Práxis de Paz: a paz no nosso mundo – 3
Nas duas colunas anteriores apresentámos os quatro primeiros requisitos para a pacificação no nosso mundo, designadamente, (1) estar em paz connosco mesmos e com Deus, (2) estar em paz com as nossas famílias e com a comunidade em que nos inserimos, (3) ser um construtor de paz juntamente com a comunidade em que nos inserimos, (4) estar em paz com toda a criação. Nesta edição abordamos os dois últimos requisitos para a pacificação (o 5.º e o 6.º).
5– COMPARTILHE ALGO COM OS POBRES:
Um ponto significativo: a Comunidade de Santo Egídio entende a paz como “a arte de encontrar os pobres”.
Não posso amar a Deus sem amar o próximo (cf. 1 Jo., 4, 7-20). Não posso amar todos os próximos sem amar de modo especial o pobre mais próximo (cf.
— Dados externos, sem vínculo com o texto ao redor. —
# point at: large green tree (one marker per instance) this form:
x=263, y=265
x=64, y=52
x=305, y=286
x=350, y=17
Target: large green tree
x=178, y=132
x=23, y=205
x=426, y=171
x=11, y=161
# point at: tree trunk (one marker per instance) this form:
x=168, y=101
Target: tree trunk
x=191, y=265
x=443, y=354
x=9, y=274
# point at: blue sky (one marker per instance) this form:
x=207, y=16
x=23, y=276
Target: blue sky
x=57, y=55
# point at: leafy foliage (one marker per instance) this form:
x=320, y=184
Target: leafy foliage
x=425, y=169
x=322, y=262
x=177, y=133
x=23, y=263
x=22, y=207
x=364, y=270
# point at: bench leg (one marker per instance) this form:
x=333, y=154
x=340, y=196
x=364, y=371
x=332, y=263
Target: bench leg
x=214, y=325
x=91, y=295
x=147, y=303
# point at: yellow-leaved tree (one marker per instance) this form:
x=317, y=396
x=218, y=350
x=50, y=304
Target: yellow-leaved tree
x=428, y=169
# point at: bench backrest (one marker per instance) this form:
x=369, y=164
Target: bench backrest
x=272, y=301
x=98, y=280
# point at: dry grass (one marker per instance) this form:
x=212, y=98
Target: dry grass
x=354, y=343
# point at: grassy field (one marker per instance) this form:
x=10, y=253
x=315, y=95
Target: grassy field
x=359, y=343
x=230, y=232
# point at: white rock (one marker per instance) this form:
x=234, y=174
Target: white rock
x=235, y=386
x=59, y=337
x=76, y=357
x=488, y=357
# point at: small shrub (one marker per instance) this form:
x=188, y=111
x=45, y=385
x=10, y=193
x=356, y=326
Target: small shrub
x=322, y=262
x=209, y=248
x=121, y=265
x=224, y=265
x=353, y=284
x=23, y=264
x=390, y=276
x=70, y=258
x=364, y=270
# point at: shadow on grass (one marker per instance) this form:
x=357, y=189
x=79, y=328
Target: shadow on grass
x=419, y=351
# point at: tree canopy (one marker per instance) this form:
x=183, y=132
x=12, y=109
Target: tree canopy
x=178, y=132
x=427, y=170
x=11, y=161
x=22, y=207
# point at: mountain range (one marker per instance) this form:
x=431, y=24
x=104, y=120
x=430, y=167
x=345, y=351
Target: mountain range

Mt., 25, 31-36). O amor preferencial pelos pobres é uma opção necessária que nasce da minha fé, esperança e amor. Se não revelo esta opção numa atitude de preocupação para com os oprimidos e sofredores da terra, e se não manifesto estas opções e atitudes em acções concretas para com os pobres e necessitados, não sou um pacificador. Sublinhemos, como o Papa Francisco, que no estudo e apresentação do Evangelho há um sinal que nunca devemos descurar: a opção pelos últimos, por aqueles que a sociedade descarta (Veritatis gaudium nº 4).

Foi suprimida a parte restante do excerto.